PAROLA ROMANA PIù SENTITA– «Ao (ride, ndr) ».

ITALIANIZZATO– «Nel cibo. Difendo molto la Spagna come è normale, ma l’Italia sul cibo non ha rivali. È devastante come si mangia qua »

PIATTO PREFERITO– «Tutto. Non so dirti perché non ce n’è uno che mi piace. Noi in Spagna usiamo molte più salse, voi lasciate che il cibo parli per se stesso. Mi sono affezionato a questo, mi piace mangiare in ogni osteria in centro, è tutto buono».

FINE CARRIERA– «Ancora non lo so. Ho comprato casa qua, mi sento uno di voi. Non ho deciso, manca qualche anno. Penso che bisogna stare vicino ai propri genitori. Quando saranno più grandi dovrò stare con loro come hanno fatto loro con me. Finché ci saranno sarò sempre al loro fianco, vogliono godermeli il più possibile ».
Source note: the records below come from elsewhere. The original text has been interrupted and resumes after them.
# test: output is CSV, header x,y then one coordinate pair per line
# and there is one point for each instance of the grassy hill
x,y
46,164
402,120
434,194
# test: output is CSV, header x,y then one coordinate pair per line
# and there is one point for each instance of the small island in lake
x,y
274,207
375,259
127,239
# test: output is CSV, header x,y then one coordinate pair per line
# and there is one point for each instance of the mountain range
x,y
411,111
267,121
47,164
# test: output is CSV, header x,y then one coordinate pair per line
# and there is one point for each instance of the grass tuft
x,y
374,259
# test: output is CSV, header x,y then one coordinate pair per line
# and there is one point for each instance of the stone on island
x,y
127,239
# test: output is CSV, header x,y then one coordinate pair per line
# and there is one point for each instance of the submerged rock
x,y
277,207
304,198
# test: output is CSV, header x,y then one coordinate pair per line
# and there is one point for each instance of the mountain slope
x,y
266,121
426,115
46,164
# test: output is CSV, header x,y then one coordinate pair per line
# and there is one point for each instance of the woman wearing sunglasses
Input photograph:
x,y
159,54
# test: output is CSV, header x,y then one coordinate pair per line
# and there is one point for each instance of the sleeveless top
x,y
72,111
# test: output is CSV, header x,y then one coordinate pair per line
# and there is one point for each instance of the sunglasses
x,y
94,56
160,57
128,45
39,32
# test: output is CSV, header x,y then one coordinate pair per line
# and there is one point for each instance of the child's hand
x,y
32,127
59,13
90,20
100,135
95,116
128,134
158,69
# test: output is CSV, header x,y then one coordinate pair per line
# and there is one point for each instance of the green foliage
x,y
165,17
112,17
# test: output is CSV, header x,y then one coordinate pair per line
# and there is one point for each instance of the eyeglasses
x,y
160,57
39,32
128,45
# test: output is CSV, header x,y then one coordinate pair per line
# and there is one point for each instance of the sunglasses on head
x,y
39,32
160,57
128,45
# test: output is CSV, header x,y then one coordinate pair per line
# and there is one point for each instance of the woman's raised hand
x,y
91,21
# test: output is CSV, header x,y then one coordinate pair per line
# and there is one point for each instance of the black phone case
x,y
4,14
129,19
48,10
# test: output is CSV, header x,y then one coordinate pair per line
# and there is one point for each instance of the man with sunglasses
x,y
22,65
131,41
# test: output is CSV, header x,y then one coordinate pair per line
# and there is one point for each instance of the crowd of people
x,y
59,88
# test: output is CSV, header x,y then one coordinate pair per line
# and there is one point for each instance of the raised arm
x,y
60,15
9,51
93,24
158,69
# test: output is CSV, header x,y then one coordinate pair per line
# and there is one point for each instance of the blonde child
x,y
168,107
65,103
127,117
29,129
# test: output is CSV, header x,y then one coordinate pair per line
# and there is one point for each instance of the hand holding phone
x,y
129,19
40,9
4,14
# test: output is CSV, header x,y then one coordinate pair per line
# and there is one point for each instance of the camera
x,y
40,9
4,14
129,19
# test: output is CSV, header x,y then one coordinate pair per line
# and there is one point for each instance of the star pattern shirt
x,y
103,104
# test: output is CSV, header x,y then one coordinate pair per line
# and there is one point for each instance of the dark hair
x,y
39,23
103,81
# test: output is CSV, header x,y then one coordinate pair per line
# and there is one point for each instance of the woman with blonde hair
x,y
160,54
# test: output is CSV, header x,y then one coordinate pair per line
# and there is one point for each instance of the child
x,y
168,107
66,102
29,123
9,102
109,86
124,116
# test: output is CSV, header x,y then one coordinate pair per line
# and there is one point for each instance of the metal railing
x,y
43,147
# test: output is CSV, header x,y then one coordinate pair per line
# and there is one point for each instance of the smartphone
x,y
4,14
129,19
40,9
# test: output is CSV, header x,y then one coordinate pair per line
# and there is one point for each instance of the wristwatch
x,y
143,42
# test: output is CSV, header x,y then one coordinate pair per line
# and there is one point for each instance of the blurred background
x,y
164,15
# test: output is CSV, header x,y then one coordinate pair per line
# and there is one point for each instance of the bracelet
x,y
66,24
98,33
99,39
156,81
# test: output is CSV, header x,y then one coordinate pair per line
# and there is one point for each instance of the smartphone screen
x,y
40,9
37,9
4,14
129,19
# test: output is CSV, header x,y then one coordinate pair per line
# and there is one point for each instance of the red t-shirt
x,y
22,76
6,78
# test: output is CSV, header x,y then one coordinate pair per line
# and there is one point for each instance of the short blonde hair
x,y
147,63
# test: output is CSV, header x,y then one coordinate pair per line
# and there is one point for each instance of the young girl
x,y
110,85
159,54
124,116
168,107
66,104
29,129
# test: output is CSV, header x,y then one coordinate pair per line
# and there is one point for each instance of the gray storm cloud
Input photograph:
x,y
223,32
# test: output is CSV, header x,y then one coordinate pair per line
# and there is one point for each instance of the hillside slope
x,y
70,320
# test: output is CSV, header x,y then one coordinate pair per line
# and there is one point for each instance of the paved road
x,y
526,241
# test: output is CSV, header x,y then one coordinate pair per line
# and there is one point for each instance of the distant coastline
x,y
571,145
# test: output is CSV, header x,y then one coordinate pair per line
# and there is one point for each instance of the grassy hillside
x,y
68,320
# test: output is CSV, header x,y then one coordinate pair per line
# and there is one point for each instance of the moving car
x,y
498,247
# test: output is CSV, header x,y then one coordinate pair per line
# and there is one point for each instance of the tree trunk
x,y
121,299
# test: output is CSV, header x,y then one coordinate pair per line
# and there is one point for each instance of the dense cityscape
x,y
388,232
VACANZA IDEALE– «Al mare. Però non tutto il tempo sotto al sole, sono troppo bianco e divento rosso come un gambero ».

LEZIONI DA TRAMANDARE– «Le situazioni di difficoltà ti rendono più forte. Se te la prendi con gli altri non c’è niente da fare, è solo un cercare scuse. Nella tua anima senti questo, devi far vedere chi sei. La gioia più grande è dimostrare a te stesso il fatto che puoi cambiare la situazione. È bello che la gente se ne renda conto e che ti dica che è fiera di te e della tua storia. Questo mi rende orgoglioso. Sono stato criticato, ma non sono mai sceso in campo con paura. Prendiamo tanti soldi, è giusto che veniamo giudicati dai tifosi. A volte passi momenti negativi, tutti i giocatori lo hanno fatto. La differenza tra un giocatore forte e uno meno sta nella volontà di affrontare queste difficoltà ».